As research and scholarship become an increasingly important component of medical student education and competitiveness for residency programs, it may be helpful to know what some schools offer so others can proactively design or evaluate their own programming. In this study, we found that most medical schools ranked highly for research provided institutional support. Key inputs included institutional structures such as administration, faculty and staff, and funding; key outputs were programming, research curricula, advising, mentoring, and faculty recognition; and key immediate outcomes included number of students participating in research, with longer-term outcomes including measures of scholarly productivity such as publications, presentations, and posters.

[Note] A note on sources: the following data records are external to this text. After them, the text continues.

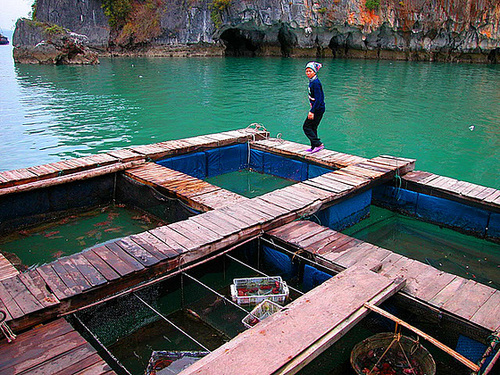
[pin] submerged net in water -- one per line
(391, 354)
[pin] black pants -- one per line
(311, 129)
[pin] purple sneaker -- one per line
(317, 149)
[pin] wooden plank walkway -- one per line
(53, 348)
(450, 188)
(288, 340)
(197, 193)
(7, 269)
(113, 161)
(332, 159)
(452, 294)
(78, 279)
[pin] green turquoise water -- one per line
(249, 183)
(72, 234)
(412, 109)
(442, 248)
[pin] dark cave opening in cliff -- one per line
(242, 42)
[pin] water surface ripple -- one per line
(412, 109)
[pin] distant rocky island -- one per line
(69, 32)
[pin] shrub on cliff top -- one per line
(218, 6)
(117, 11)
(143, 23)
(372, 4)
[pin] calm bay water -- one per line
(410, 109)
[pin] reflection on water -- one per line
(72, 234)
(442, 248)
(418, 110)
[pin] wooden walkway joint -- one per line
(467, 299)
(288, 340)
(53, 348)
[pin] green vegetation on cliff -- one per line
(372, 4)
(117, 11)
(218, 7)
(133, 21)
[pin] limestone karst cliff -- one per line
(433, 30)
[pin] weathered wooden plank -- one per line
(100, 368)
(54, 282)
(174, 239)
(27, 344)
(286, 334)
(326, 244)
(7, 269)
(67, 278)
(272, 209)
(91, 274)
(250, 219)
(328, 184)
(492, 197)
(123, 255)
(146, 238)
(93, 364)
(189, 227)
(23, 297)
(488, 315)
(45, 171)
(320, 194)
(13, 309)
(136, 251)
(17, 176)
(306, 231)
(100, 265)
(417, 277)
(433, 286)
(292, 194)
(125, 155)
(277, 232)
(38, 288)
(139, 240)
(276, 199)
(468, 299)
(338, 243)
(114, 261)
(416, 176)
(75, 274)
(66, 359)
(216, 199)
(215, 225)
(353, 252)
(311, 241)
(35, 353)
(448, 292)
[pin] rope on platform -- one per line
(9, 335)
(256, 126)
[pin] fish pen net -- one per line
(390, 353)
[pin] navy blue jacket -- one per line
(316, 96)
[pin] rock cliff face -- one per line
(444, 30)
(49, 44)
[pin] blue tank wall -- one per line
(480, 222)
(347, 213)
(237, 157)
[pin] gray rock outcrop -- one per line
(45, 44)
(441, 30)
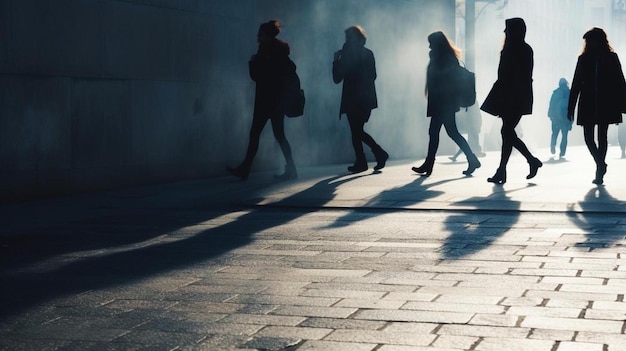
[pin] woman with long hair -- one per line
(511, 96)
(599, 81)
(442, 99)
(267, 68)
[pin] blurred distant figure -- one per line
(270, 63)
(599, 81)
(557, 111)
(511, 96)
(442, 102)
(470, 122)
(354, 65)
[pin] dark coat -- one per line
(599, 81)
(512, 93)
(441, 88)
(267, 68)
(356, 67)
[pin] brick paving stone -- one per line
(579, 346)
(306, 333)
(572, 324)
(499, 344)
(381, 337)
(551, 334)
(322, 345)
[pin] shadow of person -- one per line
(401, 197)
(197, 237)
(471, 232)
(592, 218)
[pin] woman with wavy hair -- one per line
(267, 67)
(442, 98)
(599, 81)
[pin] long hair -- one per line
(596, 41)
(358, 32)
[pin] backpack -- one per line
(466, 86)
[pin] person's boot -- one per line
(534, 164)
(473, 164)
(381, 159)
(499, 177)
(289, 174)
(426, 168)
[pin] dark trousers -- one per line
(510, 140)
(357, 122)
(278, 127)
(556, 129)
(449, 123)
(598, 151)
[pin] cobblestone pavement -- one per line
(387, 261)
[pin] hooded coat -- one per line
(598, 87)
(357, 69)
(512, 93)
(268, 68)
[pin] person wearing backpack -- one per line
(354, 65)
(557, 112)
(511, 96)
(270, 63)
(443, 101)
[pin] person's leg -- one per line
(433, 144)
(278, 127)
(449, 123)
(242, 171)
(563, 147)
(555, 133)
(356, 122)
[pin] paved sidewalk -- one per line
(385, 261)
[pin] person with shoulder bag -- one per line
(267, 68)
(354, 65)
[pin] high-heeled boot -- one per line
(473, 164)
(499, 177)
(426, 168)
(289, 174)
(381, 159)
(534, 164)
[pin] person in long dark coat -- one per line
(557, 112)
(599, 82)
(442, 96)
(511, 96)
(267, 68)
(355, 66)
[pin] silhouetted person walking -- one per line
(267, 68)
(354, 65)
(557, 111)
(599, 81)
(442, 98)
(511, 96)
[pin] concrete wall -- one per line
(102, 93)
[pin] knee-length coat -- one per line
(599, 88)
(512, 93)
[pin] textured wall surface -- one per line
(101, 93)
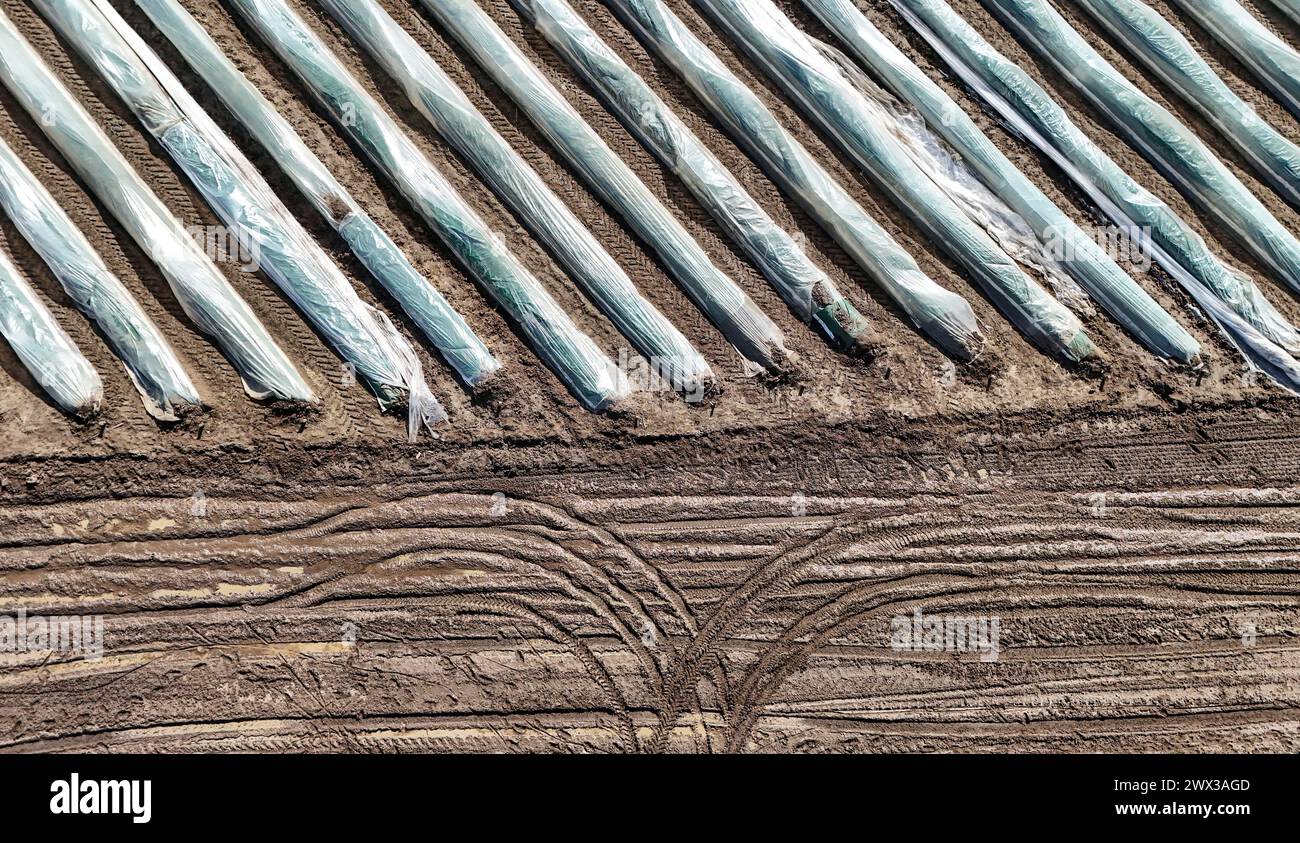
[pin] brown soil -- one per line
(677, 576)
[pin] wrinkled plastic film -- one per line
(571, 354)
(1156, 133)
(1165, 52)
(200, 289)
(1077, 253)
(1272, 60)
(146, 354)
(1291, 8)
(1226, 295)
(284, 250)
(421, 302)
(44, 347)
(805, 288)
(744, 324)
(523, 190)
(940, 314)
(828, 98)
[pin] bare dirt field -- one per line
(675, 576)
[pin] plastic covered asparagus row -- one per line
(146, 354)
(1290, 7)
(940, 314)
(1078, 253)
(421, 302)
(1225, 294)
(523, 190)
(1252, 43)
(1156, 133)
(1164, 51)
(744, 324)
(44, 347)
(805, 288)
(202, 290)
(571, 354)
(365, 338)
(818, 83)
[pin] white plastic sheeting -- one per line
(867, 132)
(1290, 7)
(202, 290)
(744, 324)
(544, 214)
(571, 354)
(146, 354)
(940, 314)
(1273, 61)
(1162, 50)
(783, 262)
(1175, 150)
(363, 336)
(1066, 242)
(44, 347)
(421, 302)
(1229, 297)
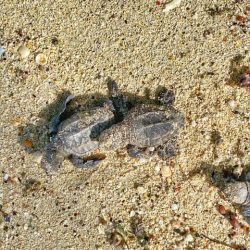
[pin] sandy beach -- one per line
(198, 49)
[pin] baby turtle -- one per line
(76, 138)
(147, 128)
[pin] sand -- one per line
(190, 49)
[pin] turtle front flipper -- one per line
(84, 163)
(51, 160)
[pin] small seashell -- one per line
(166, 171)
(37, 156)
(174, 206)
(172, 5)
(23, 51)
(28, 143)
(238, 192)
(222, 209)
(2, 52)
(41, 59)
(189, 238)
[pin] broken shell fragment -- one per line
(41, 59)
(172, 5)
(23, 51)
(239, 193)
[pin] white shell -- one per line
(238, 192)
(41, 59)
(23, 51)
(172, 5)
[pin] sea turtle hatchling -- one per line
(146, 129)
(76, 138)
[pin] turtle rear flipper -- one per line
(65, 98)
(51, 160)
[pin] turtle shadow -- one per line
(220, 176)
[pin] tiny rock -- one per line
(41, 59)
(166, 171)
(174, 206)
(2, 52)
(23, 52)
(189, 238)
(141, 190)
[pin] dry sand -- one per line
(190, 50)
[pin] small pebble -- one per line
(174, 206)
(232, 104)
(23, 52)
(37, 156)
(7, 218)
(41, 59)
(166, 171)
(141, 190)
(172, 5)
(189, 238)
(2, 52)
(157, 168)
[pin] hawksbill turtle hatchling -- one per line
(76, 137)
(147, 129)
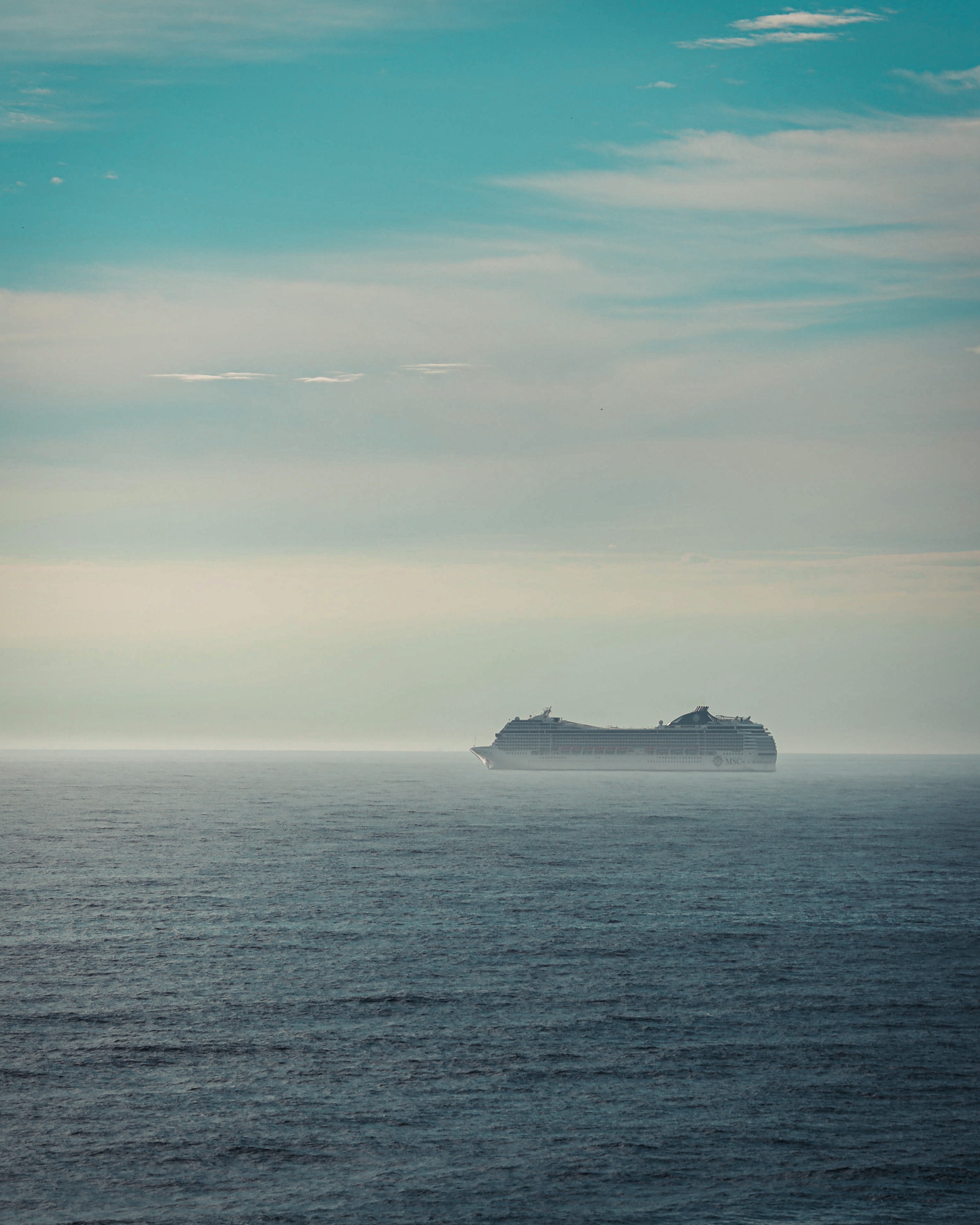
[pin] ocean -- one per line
(397, 988)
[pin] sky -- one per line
(378, 372)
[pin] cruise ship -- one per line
(694, 742)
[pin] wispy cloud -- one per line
(944, 82)
(26, 122)
(759, 41)
(338, 377)
(794, 26)
(230, 377)
(920, 172)
(435, 368)
(811, 20)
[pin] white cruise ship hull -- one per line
(635, 760)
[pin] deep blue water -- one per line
(250, 988)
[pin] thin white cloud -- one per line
(338, 377)
(810, 20)
(922, 172)
(24, 122)
(435, 368)
(944, 82)
(757, 41)
(230, 377)
(794, 26)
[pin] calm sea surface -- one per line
(246, 988)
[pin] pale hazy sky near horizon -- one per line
(376, 372)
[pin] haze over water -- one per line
(308, 988)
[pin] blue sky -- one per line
(618, 296)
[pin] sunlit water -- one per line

Although these tangible research products certainly have relevance, schools also offered other scholarly concentrations that may not lead to these traditional outcomes. Measures of productivity should go beyond counting publications and should involve examining the quality of research, impact of less-traditional scholarly work such as quality improvement projects, effects on students’ careers, and ways to reward faculty for mentoring efforts. Further work should assess the outcomes, costs, and benefits of medical student research training programs and the relative contributions of various inputs and outputs to their success.